Insomma, la No Name avrebbe dovuto rappresentare il passaggio epocale tra la tecnologia elitaria tedesca e la produzione di massa sovietica, il momento storico in cui l’URSS, grazie alla vittoria militare, s’impossessava dei segreti della manifattura industriale della Zeiss Ikon, ma anche il momento in cui la storia di questa fotocamera, che sembrava seppellita sotto le macerie del terrificante bombardamento di Dresda del febbraio del 1945, trovava una continuazione insospettata, anche se sotto altro marchio. Inoltre in alcuni esemplari compariva la famosa incisione URSS occupied Germany, che faceva credere si trattasse di una fotocamera del primo dopoguerra, quando la Germania era ancora sotto occupazione Sovietica, facendo il verso al made in Occupied Japan delle Nikon del dopoguerra, effettivamente costruite nel Giappone occupato. Pochi all’epoca notarono che se la scritta sulle Nikon in lingua inglese aveva un senso. in quanto il Giappone era stato occupato dagli USA, meno ne aveva quella della Contax No Name, che, a rigor di logica, avrebbe dovuto essere in cirillico.

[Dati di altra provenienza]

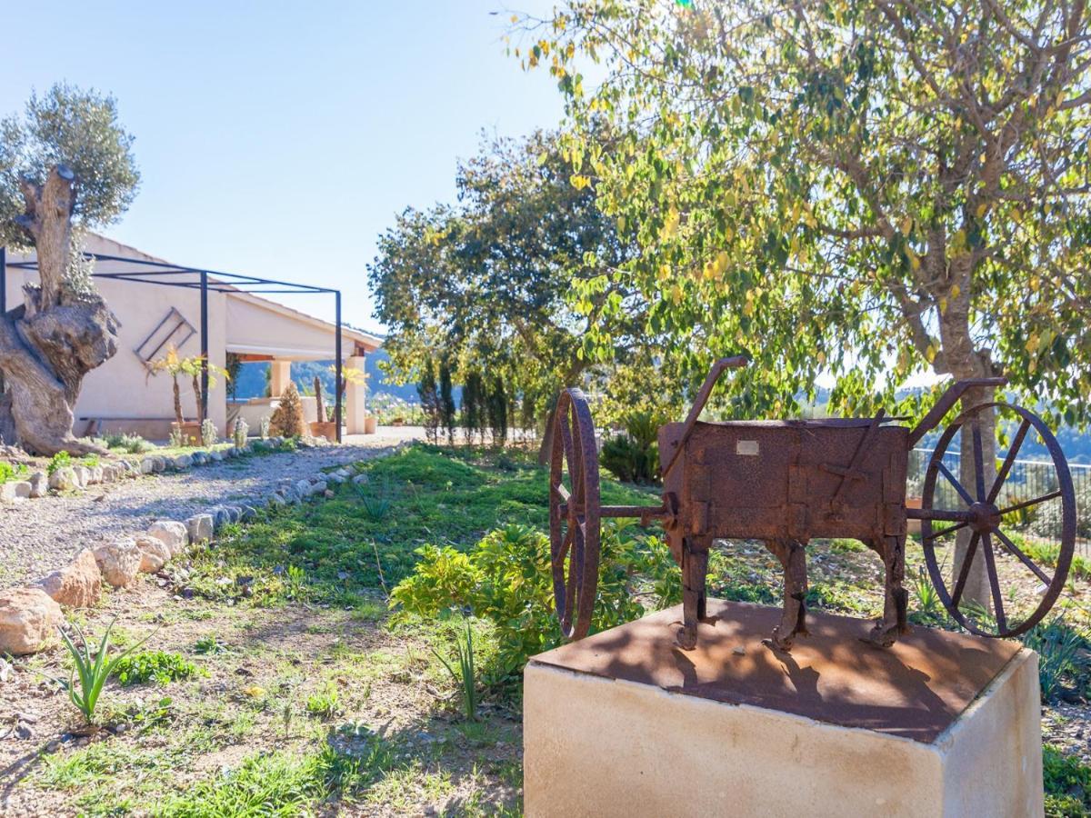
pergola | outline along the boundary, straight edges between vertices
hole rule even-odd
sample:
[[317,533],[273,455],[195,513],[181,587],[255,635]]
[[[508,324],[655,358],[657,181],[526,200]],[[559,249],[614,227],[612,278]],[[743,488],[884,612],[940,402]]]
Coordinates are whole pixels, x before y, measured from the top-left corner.
[[[341,442],[341,320],[340,290],[328,287],[315,287],[310,284],[295,281],[278,281],[274,278],[259,278],[239,273],[220,273],[200,267],[184,267],[168,262],[144,258],[130,258],[120,255],[103,253],[84,253],[84,257],[94,262],[109,262],[111,265],[122,265],[120,270],[109,273],[92,273],[95,278],[108,278],[135,284],[151,284],[160,287],[182,287],[201,291],[201,404],[205,417],[208,414],[208,292],[247,292],[251,294],[333,294],[336,332],[334,335],[334,421],[337,431],[337,442]],[[37,272],[37,261],[14,262],[9,264],[7,251],[0,246],[0,313],[8,311],[8,267]]]

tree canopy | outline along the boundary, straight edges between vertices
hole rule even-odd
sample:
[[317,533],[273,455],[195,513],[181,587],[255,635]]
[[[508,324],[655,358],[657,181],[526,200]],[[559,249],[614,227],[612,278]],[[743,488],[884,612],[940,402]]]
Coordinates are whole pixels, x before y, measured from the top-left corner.
[[[456,203],[398,217],[369,267],[396,371],[416,376],[431,357],[463,383],[500,374],[540,417],[588,369],[646,350],[643,300],[603,278],[632,245],[574,176],[553,134],[491,139],[460,163]],[[574,297],[589,281],[604,286]]]
[[32,94],[22,117],[0,120],[0,246],[31,243],[16,224],[25,206],[21,180],[40,184],[57,166],[75,173],[76,225],[113,221],[128,209],[140,184],[132,143],[109,95],[65,83],[41,96]]
[[695,372],[747,352],[738,410],[791,411],[824,373],[861,409],[1003,372],[1088,420],[1084,2],[580,0],[514,34],[640,249],[577,287],[623,277]]

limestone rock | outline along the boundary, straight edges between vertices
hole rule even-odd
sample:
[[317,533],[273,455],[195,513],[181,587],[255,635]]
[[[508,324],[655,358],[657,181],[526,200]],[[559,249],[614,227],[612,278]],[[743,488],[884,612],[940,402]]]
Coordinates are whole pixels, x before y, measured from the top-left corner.
[[40,588],[0,591],[0,653],[40,650],[63,622],[61,606]]
[[190,544],[190,532],[184,522],[176,520],[159,520],[147,529],[148,537],[155,537],[170,550],[171,556],[178,556]]
[[140,572],[141,551],[131,537],[119,537],[113,542],[95,549],[95,560],[103,578],[115,588],[133,584]]
[[214,519],[211,514],[195,514],[185,520],[185,529],[193,544],[209,542],[214,530]]
[[71,466],[65,466],[63,469],[57,469],[57,471],[49,476],[50,489],[56,489],[59,492],[67,492],[72,491],[75,486],[75,471],[73,471]]
[[43,579],[38,585],[52,600],[69,608],[91,608],[103,592],[103,575],[91,549],[83,549],[70,565]]
[[136,548],[140,549],[140,569],[144,574],[155,574],[170,560],[170,549],[158,537],[139,534]]
[[49,478],[44,471],[36,471],[31,474],[31,496],[44,497],[49,491]]

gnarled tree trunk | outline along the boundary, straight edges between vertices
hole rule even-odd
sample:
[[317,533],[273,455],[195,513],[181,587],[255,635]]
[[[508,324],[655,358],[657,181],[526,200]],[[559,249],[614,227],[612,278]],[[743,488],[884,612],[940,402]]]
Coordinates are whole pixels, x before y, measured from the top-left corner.
[[39,286],[0,315],[0,436],[31,454],[103,452],[72,434],[83,377],[117,352],[119,322],[97,293],[65,286],[72,241],[75,176],[53,168],[44,184],[24,180],[26,213],[19,224],[34,239]]

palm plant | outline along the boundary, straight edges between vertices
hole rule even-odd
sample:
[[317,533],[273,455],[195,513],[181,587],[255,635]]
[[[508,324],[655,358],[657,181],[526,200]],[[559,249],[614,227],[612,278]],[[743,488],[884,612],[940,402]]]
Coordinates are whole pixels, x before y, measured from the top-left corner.
[[[98,703],[98,697],[103,693],[103,686],[106,684],[106,679],[113,673],[118,662],[152,637],[152,634],[148,634],[135,645],[110,658],[110,631],[113,629],[113,623],[116,622],[117,617],[110,621],[96,651],[92,651],[91,646],[87,643],[87,638],[83,635],[83,630],[75,623],[72,623],[71,627],[75,631],[75,635],[80,637],[79,646],[76,646],[75,641],[63,628],[58,628],[61,639],[64,641],[64,647],[68,648],[69,653],[72,655],[73,665],[69,681],[61,682],[61,684],[68,689],[69,698],[80,712],[83,713],[83,718],[87,720],[88,724],[92,723],[92,719],[94,718],[95,706]],[[76,685],[77,675],[80,677],[79,686]]]
[[466,623],[466,640],[455,640],[455,658],[458,660],[457,672],[435,648],[432,648],[432,653],[443,662],[447,673],[461,688],[463,714],[468,721],[477,721],[477,678],[473,671],[473,631],[470,628],[470,623]]

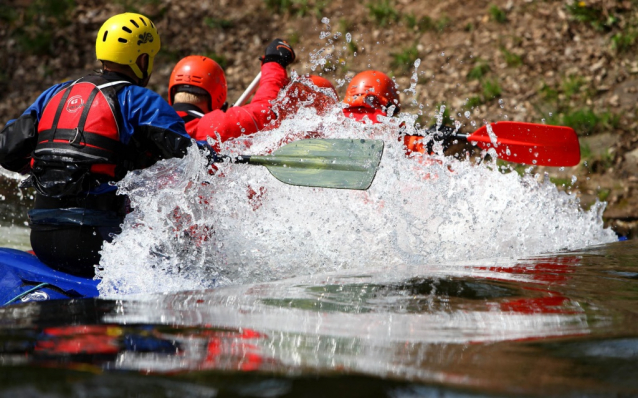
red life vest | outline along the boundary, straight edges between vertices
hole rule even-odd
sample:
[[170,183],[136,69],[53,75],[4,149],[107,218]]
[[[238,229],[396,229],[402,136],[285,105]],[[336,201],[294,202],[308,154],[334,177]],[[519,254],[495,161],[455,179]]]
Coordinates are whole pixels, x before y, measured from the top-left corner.
[[[122,115],[117,92],[127,81],[87,76],[60,90],[46,104],[38,123],[31,161],[36,189],[47,196],[75,195],[127,171],[120,142]],[[86,179],[87,175],[91,177]],[[95,185],[95,184],[92,184]]]

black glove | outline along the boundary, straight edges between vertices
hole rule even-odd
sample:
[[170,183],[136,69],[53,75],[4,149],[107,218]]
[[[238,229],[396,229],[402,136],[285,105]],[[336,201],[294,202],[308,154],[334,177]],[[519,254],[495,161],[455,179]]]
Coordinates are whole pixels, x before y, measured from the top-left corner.
[[432,139],[427,143],[427,151],[428,153],[434,152],[434,143],[440,142],[443,145],[443,152],[447,151],[449,147],[454,145],[454,143],[458,140],[456,137],[454,127],[450,126],[439,126],[437,131],[436,124],[430,126],[428,130],[426,130],[427,134],[432,134]]
[[277,62],[285,68],[295,60],[295,51],[290,44],[281,39],[275,39],[266,47],[266,55],[259,59],[262,64]]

Questo complesso sistema d’intrecci, tra storia, caos del dopoguerra, e manifattura fotografica particolare ha provocato un piccolo mito che ha fatto schizzare il prezzo di queste fotocamera alle stelle, specie negli USA, ove la No Name negli anni Settanta ha rappresentato un vero must to have per molti collezionisti, che inseguivano e strapagavano questa fotocamera più che una Contax autentica.
Alla fin fine l’idea semplice e geniale venuta a qualcuno a Jena (o a Kiev?) di creare ex novo una nuova fotocamera con fondi di magazzino che presentasse Mistero (senza marchio), ottiche originali (i Sonnar invenduti) e ambiguità storiche (Occupied....) si è concretizzata in una realizzazione venduta ad un prezzo che era dieci volte quello di una normale Kiev!
Così termina la piccola storia di una fotocamera che in realtà era nata come una semplice ed anonima Kiev, ma che, una volta abilmente trasformata, evocava avvenimenti storici epocali: una vicenda indicativa di come un’idea ben alimentata può presentare suggestioni molto forti in un mondo sempre alla ricerca del pezzo storico e particolare.